I’m imagining a quiet cruise around the lagoon, basking in the sun and admiring the views (another one boasting to be the world’s largest but I believe that’s New Caledonia). What I’ve got is speedboat trip zooming along with eleven French twenty-somethings. The boat’s alternative existence is as a dive boat, so the seats are in two columns facing forwards. I’m sitting pillion style (which is not at all comfortable) behind a bearded young man called Julian.
The boat captain speaks to me in reasonable English to tell me that he has no intention of repeating everything he says for me, as he hasn’t the time. In fact he doesn’t say anything else in English at all. That’s okay, I won’t find the time for a tip either. Needless to say I can’t follow much of what he says, but I get the general gist and he certainly hasn’t mentioned life jackets.
We spend most of the journey bouncing over the waves (it’s a fresh breeze today, as the forecasts say) searching for whales and dolphins (les baleines et les dauphins). The whales and their calves are very easy to spot. After we have pursued a mother and calf for some time they obtain their revenge by emerging right alongside the boat. The calf and I are engaging eye to eye. I’m relieved they haven’t tried to come right on-board.
Les dauphins are more elusive, but are eventually discovered, offering their usual fascinating aerial displays around the prow of the craft, before the formation loops away. Another case of so long and thanks for the fish...

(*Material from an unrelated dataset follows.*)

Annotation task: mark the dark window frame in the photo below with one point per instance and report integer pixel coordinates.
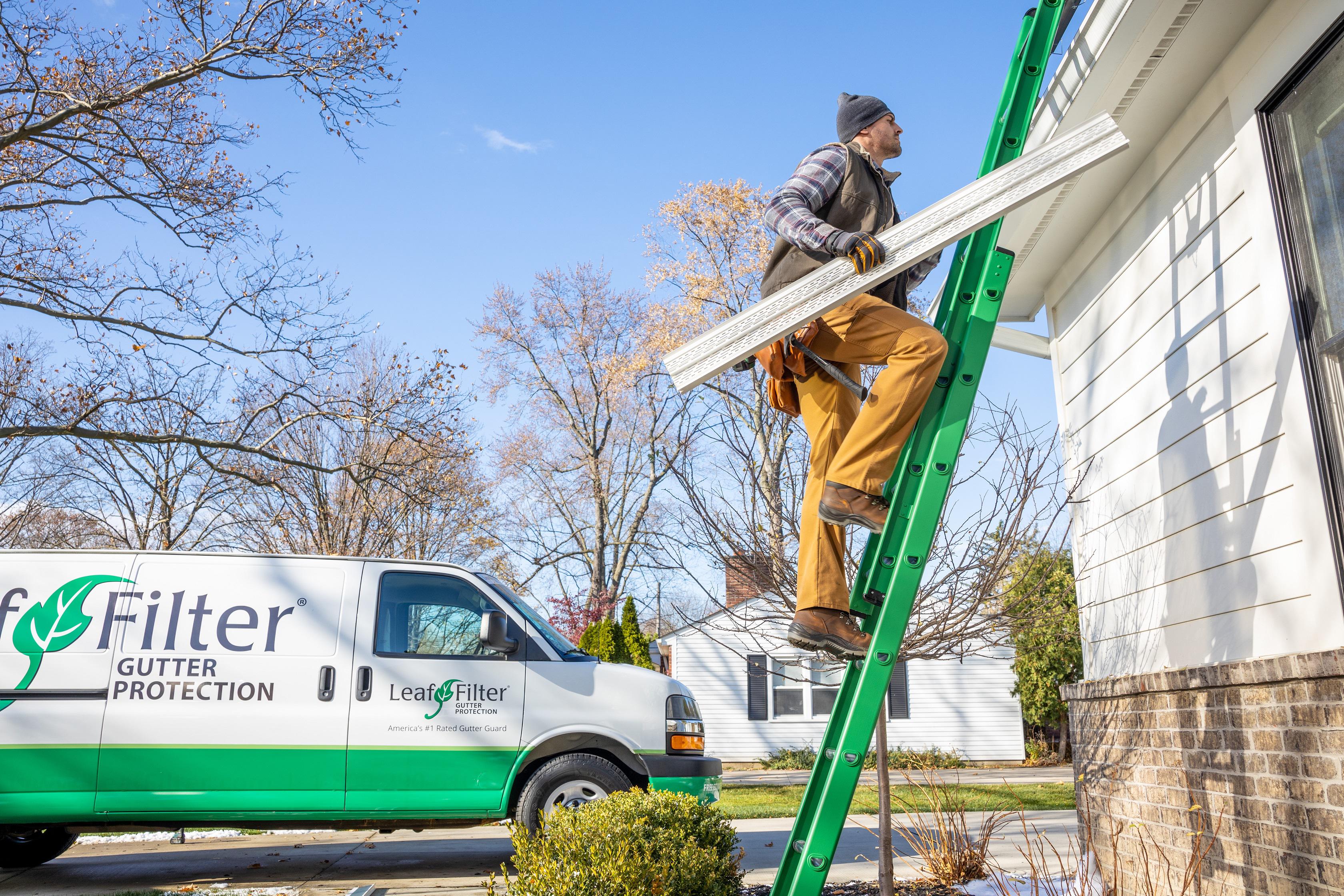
(1330, 457)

We visit a couple of pretty islots, with classic white sands, before finishing with some snorkelling. It’s a pretty drift reef, but most of the twenty-somethings prefer to stay aboard and smoke. I don’t think they want to get their designer gear wet. I’m not asking what they’re smoking - it’s roll ups. My shorts have gone AWOL, which is annoying and no-one is owning up. I don’t suppose the beautiful people have pinched them - they’re only Dorothy Perkins. Perhaps they’re still on the islot. Unfortunately, my bungalow key is in the back pocket.
There are indeed plenty of turtles out in the bay, just in front of my bungalow. They are happy to ignore me as they, and their attendant scavenger remora fish, feed. There’s also a very rewarding little reef 100 metres or so off the shore. All in all, it’s an excellent beach on which to park my sunbed. I’m adopted by a group of young policemen; ‘Cops on the Beach’ they say, flirting and posing for selfies with me, in front of their girlfriends.

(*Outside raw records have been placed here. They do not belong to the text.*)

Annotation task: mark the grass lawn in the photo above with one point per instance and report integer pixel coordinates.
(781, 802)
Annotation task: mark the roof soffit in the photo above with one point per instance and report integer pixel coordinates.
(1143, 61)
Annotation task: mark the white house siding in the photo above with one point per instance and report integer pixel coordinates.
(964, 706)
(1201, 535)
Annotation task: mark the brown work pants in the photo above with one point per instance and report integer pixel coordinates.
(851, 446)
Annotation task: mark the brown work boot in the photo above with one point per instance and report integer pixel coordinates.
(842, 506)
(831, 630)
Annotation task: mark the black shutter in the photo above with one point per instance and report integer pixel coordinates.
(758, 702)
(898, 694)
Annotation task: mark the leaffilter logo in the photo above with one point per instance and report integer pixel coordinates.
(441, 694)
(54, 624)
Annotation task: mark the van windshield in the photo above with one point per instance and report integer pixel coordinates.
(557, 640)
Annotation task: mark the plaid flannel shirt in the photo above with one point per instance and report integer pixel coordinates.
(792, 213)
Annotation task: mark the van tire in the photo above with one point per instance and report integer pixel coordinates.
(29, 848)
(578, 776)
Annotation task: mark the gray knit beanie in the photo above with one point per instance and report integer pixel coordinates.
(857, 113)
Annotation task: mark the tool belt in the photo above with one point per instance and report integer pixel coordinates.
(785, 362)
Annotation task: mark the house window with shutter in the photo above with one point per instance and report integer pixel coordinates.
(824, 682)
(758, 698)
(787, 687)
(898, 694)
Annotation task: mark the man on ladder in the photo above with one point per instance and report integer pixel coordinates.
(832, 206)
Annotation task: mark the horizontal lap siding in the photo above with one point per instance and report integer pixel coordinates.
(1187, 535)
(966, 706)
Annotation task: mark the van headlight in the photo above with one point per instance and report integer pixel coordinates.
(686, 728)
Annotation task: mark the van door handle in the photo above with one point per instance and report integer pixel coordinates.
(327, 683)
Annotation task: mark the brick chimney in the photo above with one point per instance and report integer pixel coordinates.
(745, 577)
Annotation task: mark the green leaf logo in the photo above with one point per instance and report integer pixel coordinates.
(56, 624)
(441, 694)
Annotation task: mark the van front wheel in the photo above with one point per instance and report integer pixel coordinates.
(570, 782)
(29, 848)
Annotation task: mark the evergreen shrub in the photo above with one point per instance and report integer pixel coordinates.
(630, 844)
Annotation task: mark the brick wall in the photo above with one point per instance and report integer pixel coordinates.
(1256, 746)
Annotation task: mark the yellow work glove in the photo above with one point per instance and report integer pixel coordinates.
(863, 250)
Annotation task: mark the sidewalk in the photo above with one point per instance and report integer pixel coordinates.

Back on the ferry to Petit-Terre and the airport. It’s the end of the holidays in Mayottte and the first day back at school, so I’ve had to leave early, in case the roads are congested. There are indeed some grands bouchons. This is partly because some of the roads are closed. The French education minister is visiting to supervise the big day.

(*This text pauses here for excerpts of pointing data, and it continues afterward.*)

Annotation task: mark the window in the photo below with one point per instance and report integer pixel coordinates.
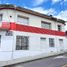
(22, 20)
(51, 42)
(61, 47)
(0, 17)
(46, 25)
(61, 42)
(59, 28)
(0, 40)
(21, 43)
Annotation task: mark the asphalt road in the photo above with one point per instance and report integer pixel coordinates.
(57, 61)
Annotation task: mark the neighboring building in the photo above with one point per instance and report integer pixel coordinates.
(28, 34)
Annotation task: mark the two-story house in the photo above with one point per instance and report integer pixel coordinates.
(27, 35)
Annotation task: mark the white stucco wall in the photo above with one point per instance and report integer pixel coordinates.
(33, 20)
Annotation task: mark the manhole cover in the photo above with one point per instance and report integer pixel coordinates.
(64, 65)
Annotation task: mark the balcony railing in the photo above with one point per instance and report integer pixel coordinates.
(4, 25)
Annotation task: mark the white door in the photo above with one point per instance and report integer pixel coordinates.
(43, 45)
(61, 44)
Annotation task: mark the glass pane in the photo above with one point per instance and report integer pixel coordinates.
(22, 20)
(46, 25)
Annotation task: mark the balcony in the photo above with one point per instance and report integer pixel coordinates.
(4, 26)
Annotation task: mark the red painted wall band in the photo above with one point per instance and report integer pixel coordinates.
(19, 27)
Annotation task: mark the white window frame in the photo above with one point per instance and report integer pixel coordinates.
(46, 23)
(21, 43)
(59, 27)
(20, 20)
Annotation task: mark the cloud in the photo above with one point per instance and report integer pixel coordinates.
(55, 1)
(62, 15)
(38, 2)
(65, 0)
(50, 11)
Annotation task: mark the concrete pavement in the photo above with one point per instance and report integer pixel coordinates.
(57, 61)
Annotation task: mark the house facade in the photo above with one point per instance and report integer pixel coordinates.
(28, 34)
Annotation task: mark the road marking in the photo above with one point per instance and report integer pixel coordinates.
(60, 57)
(64, 65)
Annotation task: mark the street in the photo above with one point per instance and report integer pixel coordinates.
(57, 61)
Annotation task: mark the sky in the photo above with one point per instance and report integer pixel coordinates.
(57, 8)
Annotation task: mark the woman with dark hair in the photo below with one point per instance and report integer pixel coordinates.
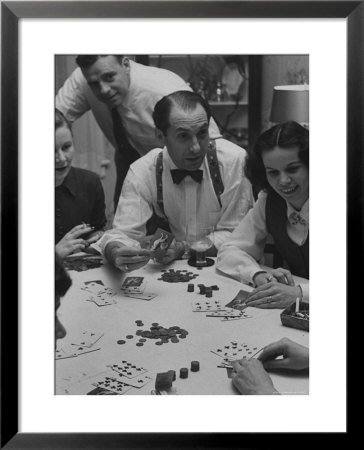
(279, 167)
(79, 197)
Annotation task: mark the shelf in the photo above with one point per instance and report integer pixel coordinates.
(228, 103)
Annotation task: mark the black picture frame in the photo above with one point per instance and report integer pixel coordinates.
(11, 12)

I’m on my way to my last stop this trip, the Comoros Islands. Mayotte is actually part of the Comoros group, but I’m routed back to Réunion (the other side of Madagascar) and out again. I inquired about this when I got my itinerary and I still don’t have a satisfactory answer as to why I can’t go direct. There are three flights to Comoros on the departure boards, some of them with the same airline. Not for the first time I’m bemused and not a little frustrated. Moroni, here I come - eventually.